Вот не очень популярное лирическое стихотворение позднего (1987 год) Бродского, в котором фабула едва прощупывается, а изобразительность близка не столько к объему, даваемому кинокамерой, сколько к плоской живописи, живописи на стекле, не строящей в себе иллюзию объема. Это пейзаж, кстати.
Вечер. Развалины геометрии.
Точка, оставшаяся от угла.
Вообще: чем дальше, тем беспредметнее.
Так раздеваются догола.
Но – останавливаются. И заросли
скрывают дальнейшее, как печать
содержанье послания. А казалось бы –
с лабии и начать...
Луна, изваянная в Монголии,
прижимает к бесчувственному стеклу
прыщавую, лезвиями магнолии
гладко выбритую скулу.
Как войску, пригодному больше к булочным
очередям, чем кричать "ура",
настоящему, чтоб обернуться будущим,
требуется вчера.
Это – комплекс статуи, слиться с теменью
согласной, внутренности скрепя.
Человек отличается только степенью
отчаянья от самого себя.
Стихотворение можно пересказать, обнаружив пунктир фабулы.
В вечернем окне (то, что это окно, выяснится только в третьей строфе) - изломанные линии ветвей, вероятно, деревьев или кустарников, представляющих из себя плоскую беспредметную живопись (кубисты?). Взгляд (чей?) останавливается на неопределенном сгущении в зарослях – в точке, эквивалентной женскому треугольнику (мелькает чье-то желание – чье?). На стекле окна (вот, выяснилось, что живопись - на окне) луна, частично прикрытая листами рядом стоящей за окном магнолии. Момент «сейчас» (чей?) между завтра и вчера (невнятный троп с войском). Некто или нечто скрепляет свои внутренности (мрамор статуи - отдельная тема для Бродского), возможно, прижимаясь лбом к стеклу. Чье-то отчаяние (чье?) от самого себя (кого?).
Я не настаиваю на том, что дело обстоит именно по-моему, но пересказал стихотворение для того, чтоб сказать: к пересказу этого стихотворения легко можно приложить дубину «лирического героя». Но при этом совершенно ясно, что мы будем говорить не о стихотворении, а лупить по его пересказу.

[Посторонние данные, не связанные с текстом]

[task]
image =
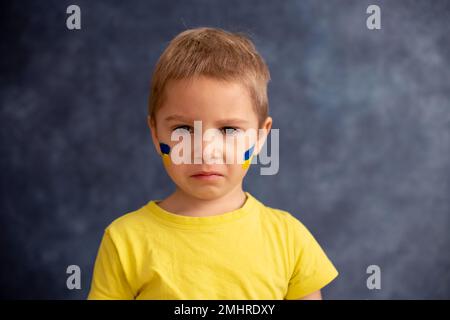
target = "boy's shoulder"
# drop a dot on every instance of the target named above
(131, 221)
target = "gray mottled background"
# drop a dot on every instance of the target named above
(364, 119)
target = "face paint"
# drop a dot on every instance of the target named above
(165, 150)
(248, 156)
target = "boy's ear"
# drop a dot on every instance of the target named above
(152, 126)
(262, 134)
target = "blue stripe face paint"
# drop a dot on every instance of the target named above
(248, 155)
(165, 150)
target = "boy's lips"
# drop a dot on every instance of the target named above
(207, 175)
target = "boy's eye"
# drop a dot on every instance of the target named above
(230, 130)
(184, 128)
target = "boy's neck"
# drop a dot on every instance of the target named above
(183, 204)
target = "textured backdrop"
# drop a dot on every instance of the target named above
(364, 119)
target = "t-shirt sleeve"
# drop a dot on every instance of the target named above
(109, 280)
(313, 270)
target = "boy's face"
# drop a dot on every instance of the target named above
(223, 106)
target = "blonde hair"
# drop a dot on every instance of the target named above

Тут нет "лирического героя".
Вообще, «лирический герой» возникает, похоже, тогда, когда мы вынуждены в пересказе употребить слово «взгляд». Мы бы разрушили поэтическую ткань этого стихотворения «лирическим героем», хотя перед нами – ненарушимая чистая лирика, пейзаж без местоимений, без лирического героя, обладающий своеобразной, но четкой живописной композицией. Никаких христианских или антихристианских мотивов с перспективами в этой оптике нет. Вы вольны назвать эту ситуацию мифологической, но это слово означает что ни попадя и его лучше избегать из гигиенических соображений.
Кстати говоря, текст «Вечер. Развалины геометрии» создан не ради «зашифровки» тайного содержания, его оптика лежит в том же русле, в котором двигалась вся изобразительность Бродского, начиная с 1970-го года. В 1987 оптика Бродского уже сама «такая» - нет выделенных направлений (христианских верха/низа).